His exhumation and reburial is the most significant move in years by Spanish authorities to lay to rest the ghost of the general whose legacy still divides the country he dominated for nearly four decades.

The ruling Socialist Party, which faces a national election next month, has long sought to move Franco’s remains from the huge monument, built on his orders and containing the remains of combatants from both sides of the 1936-1939 civil war.

As crowds of media and onlookers gathered outside, Franco’s coffin was extracted from its tomb in the Valley of the Fallen in a ceremony witnessed only by relatives and a small group of officials. The coffin was carried to a waiting hearse then transferred to a helicopter for the short fight to a private family vault in the Mingorrubio cemetery north of Madrid, where Franco will be reburied next to his wife.

Members of his family had sought a court order to try to prevent the exhumation.

The reburial “should make us reflect on what it means for our country’s own image and for democracy”, said acting deputy prime minister Carmen Calvo. “Young people should understand that we can never again be without democracy.”

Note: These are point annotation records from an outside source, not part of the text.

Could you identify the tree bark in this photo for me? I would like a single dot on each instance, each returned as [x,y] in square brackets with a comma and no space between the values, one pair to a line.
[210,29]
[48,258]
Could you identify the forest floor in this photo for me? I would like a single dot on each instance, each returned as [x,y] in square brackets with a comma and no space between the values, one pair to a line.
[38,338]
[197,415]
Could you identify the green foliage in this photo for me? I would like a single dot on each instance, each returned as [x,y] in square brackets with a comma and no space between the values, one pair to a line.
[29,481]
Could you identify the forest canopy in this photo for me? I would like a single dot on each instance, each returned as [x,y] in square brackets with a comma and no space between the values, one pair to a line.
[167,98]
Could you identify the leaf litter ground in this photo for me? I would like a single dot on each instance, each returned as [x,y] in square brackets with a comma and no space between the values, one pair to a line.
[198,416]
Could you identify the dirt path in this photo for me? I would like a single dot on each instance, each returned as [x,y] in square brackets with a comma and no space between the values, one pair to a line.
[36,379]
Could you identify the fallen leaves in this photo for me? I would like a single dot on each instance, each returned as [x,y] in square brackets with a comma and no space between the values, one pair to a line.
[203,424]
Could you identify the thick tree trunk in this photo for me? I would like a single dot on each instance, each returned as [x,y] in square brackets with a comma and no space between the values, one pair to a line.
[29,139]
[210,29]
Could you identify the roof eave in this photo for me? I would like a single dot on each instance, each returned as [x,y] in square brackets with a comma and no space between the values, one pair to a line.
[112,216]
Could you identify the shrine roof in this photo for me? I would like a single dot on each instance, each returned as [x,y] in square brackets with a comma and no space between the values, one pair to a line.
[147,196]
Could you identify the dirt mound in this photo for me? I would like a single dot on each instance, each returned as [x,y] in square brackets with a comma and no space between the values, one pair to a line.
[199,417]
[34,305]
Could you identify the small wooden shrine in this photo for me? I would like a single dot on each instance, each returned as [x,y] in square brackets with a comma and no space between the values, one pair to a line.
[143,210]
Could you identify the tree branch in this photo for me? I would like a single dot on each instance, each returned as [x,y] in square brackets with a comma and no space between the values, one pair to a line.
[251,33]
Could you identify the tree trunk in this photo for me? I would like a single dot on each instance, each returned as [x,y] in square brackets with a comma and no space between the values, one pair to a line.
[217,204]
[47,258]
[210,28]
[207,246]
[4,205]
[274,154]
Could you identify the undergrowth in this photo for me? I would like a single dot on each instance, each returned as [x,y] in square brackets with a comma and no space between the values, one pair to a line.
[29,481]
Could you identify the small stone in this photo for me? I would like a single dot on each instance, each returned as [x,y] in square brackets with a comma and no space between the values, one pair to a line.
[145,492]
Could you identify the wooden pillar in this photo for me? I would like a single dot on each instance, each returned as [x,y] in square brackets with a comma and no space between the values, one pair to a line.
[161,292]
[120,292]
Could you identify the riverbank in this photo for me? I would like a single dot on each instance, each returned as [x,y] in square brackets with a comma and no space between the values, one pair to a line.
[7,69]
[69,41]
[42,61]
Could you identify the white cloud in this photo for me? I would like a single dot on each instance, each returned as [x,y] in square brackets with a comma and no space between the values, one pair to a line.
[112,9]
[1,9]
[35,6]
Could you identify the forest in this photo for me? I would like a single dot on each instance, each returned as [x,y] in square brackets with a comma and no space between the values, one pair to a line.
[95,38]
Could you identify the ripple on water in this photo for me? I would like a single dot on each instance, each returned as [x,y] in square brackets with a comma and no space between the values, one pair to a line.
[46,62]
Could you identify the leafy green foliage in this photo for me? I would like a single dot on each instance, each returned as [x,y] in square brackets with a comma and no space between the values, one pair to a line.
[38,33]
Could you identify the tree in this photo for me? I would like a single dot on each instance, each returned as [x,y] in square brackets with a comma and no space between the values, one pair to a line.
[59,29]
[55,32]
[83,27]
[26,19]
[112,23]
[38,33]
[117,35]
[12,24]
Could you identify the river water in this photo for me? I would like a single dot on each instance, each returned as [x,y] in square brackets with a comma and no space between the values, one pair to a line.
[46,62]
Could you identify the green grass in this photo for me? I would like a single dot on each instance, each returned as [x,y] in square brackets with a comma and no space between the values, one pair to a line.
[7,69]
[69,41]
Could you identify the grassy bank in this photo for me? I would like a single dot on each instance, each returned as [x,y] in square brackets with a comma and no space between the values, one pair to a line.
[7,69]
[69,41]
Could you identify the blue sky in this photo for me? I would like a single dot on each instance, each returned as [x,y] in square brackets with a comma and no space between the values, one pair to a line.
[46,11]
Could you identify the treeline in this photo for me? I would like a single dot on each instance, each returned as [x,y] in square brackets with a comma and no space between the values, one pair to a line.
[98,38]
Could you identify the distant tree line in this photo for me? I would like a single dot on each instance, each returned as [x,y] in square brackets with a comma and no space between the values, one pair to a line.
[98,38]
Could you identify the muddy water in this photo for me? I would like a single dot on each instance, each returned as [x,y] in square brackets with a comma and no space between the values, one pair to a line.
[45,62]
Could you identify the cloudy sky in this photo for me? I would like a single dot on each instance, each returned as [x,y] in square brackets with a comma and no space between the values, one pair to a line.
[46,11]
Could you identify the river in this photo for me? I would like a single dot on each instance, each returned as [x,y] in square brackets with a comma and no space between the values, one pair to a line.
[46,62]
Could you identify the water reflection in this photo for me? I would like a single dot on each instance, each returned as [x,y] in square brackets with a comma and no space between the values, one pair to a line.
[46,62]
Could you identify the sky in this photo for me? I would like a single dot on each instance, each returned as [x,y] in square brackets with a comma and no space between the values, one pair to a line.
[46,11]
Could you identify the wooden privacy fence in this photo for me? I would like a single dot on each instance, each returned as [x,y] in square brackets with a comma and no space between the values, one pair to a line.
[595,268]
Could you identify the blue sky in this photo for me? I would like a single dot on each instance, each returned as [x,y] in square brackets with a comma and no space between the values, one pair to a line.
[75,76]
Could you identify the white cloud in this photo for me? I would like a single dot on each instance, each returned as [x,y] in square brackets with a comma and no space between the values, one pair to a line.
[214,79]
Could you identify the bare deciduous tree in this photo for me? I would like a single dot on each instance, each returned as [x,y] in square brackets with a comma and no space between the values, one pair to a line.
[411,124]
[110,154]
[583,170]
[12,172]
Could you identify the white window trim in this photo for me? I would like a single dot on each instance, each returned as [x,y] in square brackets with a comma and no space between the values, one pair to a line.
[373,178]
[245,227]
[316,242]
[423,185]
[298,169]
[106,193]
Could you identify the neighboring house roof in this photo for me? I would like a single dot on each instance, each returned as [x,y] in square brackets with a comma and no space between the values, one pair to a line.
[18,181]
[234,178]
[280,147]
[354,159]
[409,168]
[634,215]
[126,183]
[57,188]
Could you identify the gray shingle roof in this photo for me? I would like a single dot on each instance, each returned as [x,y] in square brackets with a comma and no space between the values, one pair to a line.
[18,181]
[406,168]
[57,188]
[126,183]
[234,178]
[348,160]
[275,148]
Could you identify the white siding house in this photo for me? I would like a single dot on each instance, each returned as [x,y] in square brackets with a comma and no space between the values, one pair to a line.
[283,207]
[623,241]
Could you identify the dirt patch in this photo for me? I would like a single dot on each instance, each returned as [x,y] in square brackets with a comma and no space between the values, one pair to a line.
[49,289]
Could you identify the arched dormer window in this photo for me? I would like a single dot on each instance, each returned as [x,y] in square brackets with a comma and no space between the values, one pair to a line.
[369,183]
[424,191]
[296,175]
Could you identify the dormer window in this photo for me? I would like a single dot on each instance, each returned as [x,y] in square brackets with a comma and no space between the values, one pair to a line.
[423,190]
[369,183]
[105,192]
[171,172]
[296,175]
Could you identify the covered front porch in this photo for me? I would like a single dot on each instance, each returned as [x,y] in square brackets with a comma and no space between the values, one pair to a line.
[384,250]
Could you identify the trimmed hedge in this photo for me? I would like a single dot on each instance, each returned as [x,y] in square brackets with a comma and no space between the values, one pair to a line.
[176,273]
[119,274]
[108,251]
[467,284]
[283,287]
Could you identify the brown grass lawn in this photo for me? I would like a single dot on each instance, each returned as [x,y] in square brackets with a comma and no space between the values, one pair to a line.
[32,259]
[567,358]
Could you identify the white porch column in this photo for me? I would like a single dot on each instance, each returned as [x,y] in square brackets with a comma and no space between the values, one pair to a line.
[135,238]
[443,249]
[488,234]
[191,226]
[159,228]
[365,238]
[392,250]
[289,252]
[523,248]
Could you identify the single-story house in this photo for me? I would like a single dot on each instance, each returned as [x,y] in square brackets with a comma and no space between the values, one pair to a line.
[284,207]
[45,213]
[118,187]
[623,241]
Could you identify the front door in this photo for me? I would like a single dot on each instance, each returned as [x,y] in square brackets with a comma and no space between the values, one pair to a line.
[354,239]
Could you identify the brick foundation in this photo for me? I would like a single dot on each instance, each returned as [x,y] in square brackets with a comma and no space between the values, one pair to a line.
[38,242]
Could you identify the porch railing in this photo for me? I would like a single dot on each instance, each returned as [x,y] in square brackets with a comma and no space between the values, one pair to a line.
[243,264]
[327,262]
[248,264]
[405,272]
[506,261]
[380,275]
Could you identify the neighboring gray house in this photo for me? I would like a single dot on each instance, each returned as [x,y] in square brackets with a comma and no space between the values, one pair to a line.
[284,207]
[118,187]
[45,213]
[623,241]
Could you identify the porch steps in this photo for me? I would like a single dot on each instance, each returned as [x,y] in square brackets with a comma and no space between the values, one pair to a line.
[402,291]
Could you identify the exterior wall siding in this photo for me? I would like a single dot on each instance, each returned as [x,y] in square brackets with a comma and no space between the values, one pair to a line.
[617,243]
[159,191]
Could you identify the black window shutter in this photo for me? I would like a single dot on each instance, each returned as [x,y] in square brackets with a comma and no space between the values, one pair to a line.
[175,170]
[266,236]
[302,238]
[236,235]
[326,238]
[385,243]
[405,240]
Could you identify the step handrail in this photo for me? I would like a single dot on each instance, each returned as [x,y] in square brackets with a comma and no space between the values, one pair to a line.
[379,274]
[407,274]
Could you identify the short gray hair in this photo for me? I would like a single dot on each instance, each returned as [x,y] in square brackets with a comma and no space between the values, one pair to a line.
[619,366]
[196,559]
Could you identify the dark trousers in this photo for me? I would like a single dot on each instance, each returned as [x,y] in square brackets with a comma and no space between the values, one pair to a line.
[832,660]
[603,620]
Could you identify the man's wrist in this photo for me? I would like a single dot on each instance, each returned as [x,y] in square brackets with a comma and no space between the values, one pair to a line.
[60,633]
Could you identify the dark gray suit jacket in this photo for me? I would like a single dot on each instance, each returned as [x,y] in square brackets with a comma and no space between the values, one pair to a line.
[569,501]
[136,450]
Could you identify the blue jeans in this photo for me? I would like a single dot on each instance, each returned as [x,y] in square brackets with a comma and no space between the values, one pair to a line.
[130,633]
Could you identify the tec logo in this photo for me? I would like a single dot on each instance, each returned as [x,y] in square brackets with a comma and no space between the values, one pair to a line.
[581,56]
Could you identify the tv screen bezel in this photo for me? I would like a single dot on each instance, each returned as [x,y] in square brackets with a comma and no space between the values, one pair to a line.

About 500,000 people were killed in the war between Franco’s nationalist rebels, backed by Hitler and Mussolini, and left-wing Republicans. Franco then ruled Spain as an autocrat until his death.

The exhumation is “intensely symbolic for Spain”, said political scientist Pablo Simón, “because the [Franco] monument has always been connected to those who miss the old regime”.

Media blackout

Seeking to play down its repercussions, the government had enforced a media blackout and forbidden Franco’s family from draping his coffin in the Spanish flag. However,  in a gesture of solidarity with his ancestor, his eldest grandson and namesake, Francisco Franco, carried a Franco-era nationalist flag into the valley mausoleum, Reuters TV footage showed, for a ceremony that highlighted deep political and social divisions.

A poll in newspaper El Mundo this month showed 43% of Spaniards favoured the transfer of Franco’s remains while 32.5% opposed it.

In a Reuters interview on Wednesday, Francisco Franco accused the government of engineering the exhumation “as propaganda and political publicity to win a handful of votes before an election”.

Albert Rivera, whose centre-right Ciudadanos party abstained in the parliamentary vote to ratify the coffin’s transfer, said on Thursday that almost two-thirds of Spaniards had not lived or suffered under Franco. “The bones of a dictator who died 44 years ago should not be a government’s priority in my opinion. The only silver lining is that [acting Socialist Prime Minister] Pedro Sánchez will stop talking about Franco’s bones.” 

But the dictator’s burial alongside his victims has long raised critical questions among historians and campaigners, including 93-year-old Nicolás Sánchez-Albornoz.

“It was time [to move him]. It was overdue,” said Sánchez-Albornoz, who as a prisoner of Franco’s Fascist regime was forced to help build the Valley of the Fallen. “We’ve waited many decades for [him] to disappear from this monument, which ... was the shame of Spain. All the dictators of Franco’s ilk have vanished from Europe — Hitler, Mussolini — and were not honoured with such tombs.”